In light of that, Ruiz began working for the council last year to boost the number of minority children from the Rochester area joining the ranks of Cub Scouts and Boy Scouts.
"The unfortunate part is that most of them come from single-parent homes," he said, which provides challenges to the traditional troops and afterschool models. "The majority of these boys don’t have dads."
That’s why increasing the number of adult volunteers is another important component of his work, Ruiz said. More volunteers will lead to more troops being formed, he added.
"We sign up a lot of kids during open houses," Ruiz noted. "Transportation is key. … But the door is always open. If they are in a (traditional) troop, they can show up.

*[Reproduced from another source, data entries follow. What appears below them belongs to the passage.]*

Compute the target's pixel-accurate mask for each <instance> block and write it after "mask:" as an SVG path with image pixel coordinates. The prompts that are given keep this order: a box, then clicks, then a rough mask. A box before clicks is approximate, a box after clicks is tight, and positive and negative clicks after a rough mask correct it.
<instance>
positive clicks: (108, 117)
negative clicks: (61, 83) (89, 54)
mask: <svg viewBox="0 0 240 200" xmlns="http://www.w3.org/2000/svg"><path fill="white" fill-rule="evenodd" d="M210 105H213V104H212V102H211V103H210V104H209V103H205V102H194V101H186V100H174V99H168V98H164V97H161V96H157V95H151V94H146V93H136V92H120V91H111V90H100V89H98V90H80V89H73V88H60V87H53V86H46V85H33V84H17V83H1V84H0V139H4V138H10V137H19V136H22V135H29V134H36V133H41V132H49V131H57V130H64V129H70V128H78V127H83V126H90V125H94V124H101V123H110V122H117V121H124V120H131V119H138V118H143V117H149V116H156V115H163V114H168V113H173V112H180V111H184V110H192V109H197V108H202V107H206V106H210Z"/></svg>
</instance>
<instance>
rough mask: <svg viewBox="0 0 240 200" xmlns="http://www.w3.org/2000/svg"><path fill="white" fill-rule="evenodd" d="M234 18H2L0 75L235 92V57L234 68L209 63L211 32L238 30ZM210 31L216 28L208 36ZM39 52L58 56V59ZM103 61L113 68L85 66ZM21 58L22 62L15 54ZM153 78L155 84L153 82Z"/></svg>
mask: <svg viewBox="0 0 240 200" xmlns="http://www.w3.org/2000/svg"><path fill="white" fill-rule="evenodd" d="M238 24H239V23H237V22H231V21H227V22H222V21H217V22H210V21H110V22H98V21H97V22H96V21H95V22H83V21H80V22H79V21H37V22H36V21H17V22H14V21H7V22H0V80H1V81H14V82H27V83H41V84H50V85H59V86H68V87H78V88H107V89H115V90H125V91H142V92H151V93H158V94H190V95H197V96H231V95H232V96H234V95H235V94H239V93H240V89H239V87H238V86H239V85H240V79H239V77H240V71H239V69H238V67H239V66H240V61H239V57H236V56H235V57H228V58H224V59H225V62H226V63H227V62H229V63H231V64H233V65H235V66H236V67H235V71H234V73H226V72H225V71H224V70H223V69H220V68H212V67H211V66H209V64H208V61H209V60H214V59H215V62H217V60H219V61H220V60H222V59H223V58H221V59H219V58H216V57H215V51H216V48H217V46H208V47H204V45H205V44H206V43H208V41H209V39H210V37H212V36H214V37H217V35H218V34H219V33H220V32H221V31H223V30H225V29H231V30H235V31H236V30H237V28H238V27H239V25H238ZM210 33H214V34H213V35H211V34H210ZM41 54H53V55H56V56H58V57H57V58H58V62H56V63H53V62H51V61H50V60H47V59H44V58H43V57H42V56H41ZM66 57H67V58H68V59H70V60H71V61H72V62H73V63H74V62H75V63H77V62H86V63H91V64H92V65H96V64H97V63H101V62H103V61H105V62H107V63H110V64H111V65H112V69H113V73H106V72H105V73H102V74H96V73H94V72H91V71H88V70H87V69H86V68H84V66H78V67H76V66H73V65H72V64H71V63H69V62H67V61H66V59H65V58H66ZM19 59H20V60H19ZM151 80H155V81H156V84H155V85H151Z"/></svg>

No leader will turn anyone away."
"Scouting is about volunteerism," emphasized Sandra Rosado, an Urban Scouting program coordinator for the council’s afterschool programs.
Larry Pritchard, the Otetiana Council’s executive director, said that the council has boys on waiting lists because the council lacks sufficient staff and volunteers, especially in the city where they are most needed. He said that those children face tough choices every day — be they related to violence or drugs or gangs — and the values of serving God and country with respect and reverence would greatly benefit them.
"Every day that goes by is a chance to help them that we never get back," he said. "They need our help, and they need it now."
The Otetiana Council, which covers all of Monroe County, serves 34 traditional troops and 36 afterschool programs. They serve more than 3,000 boys in city out of more than 10,300 boys countywide. More than 100 Exploring posts — affiliated with Learning for Life, a Boy Scout subsidiary — offer worksite-based opportunities for girls and boys in the county, according to Julie Malley, a senior Exploring executive.
Luis Aponte, Monroe Ambulance’s community liaison, explained about how his company’s Explorer post even offers future career opportunities. If the student stays with Monroe Ambulance until he is 18, he will be guaranteed a job following college. About 75 percent of the Monroe Explorer members are Latino, he remarked, which also assists with the council’s efforts to reach more minority youths.
"They have begun to learn responsibility both as individuals and as a group in regards to providing patient care and possibly for saving a life," he said.
The Explorer Post started up just this past summer with 22 youths between the ages of 14 and 20, Aponte added. The ambulance corps sought to expose the youths to potential careers as emergency medical technicians. In that short time, the youths have worked together and undergone group training to assist at such events as the International Air Show and the Rochester marathon.
"It is exciting to see the dynamics of a diverse group who comes together for the purpose of making a difference in another’s life," Aponte remarked. "We hope to build the skills necessary to make these young people the EMTs and paramedics of the future."
Before the Monroe Ambulance program, Ricardo Ramos, 16, did not consider careers in medicine or science. Now, he would like to become an EMT.
"They broke it down for me," he said of the Monroe Ambulance personnel. "They showed how to do it. … I actually like it and (am) thinking of getting a career out of it."
Sylvia Johnson, Urban Scouting director, said that the difference Scouting can make in the life of a child is remarkable. During a Nov. 19 council fundraiser, Johnson recounted a story about a child who had lost his father to violence and his mother to illness. His grandmother signed him up for Boy Scouts in order to give him a chance at a better life. During a ceremony, the boy explained that each badge he earned didn’t just represent the experience he gained.
"It represented a way out for him," Johnson said. "He turned to the crowd and said, ‘Thank you. Because of people like you, I am where I am today. And I have a future.’ It’s really touching that something you do … you are changing a life."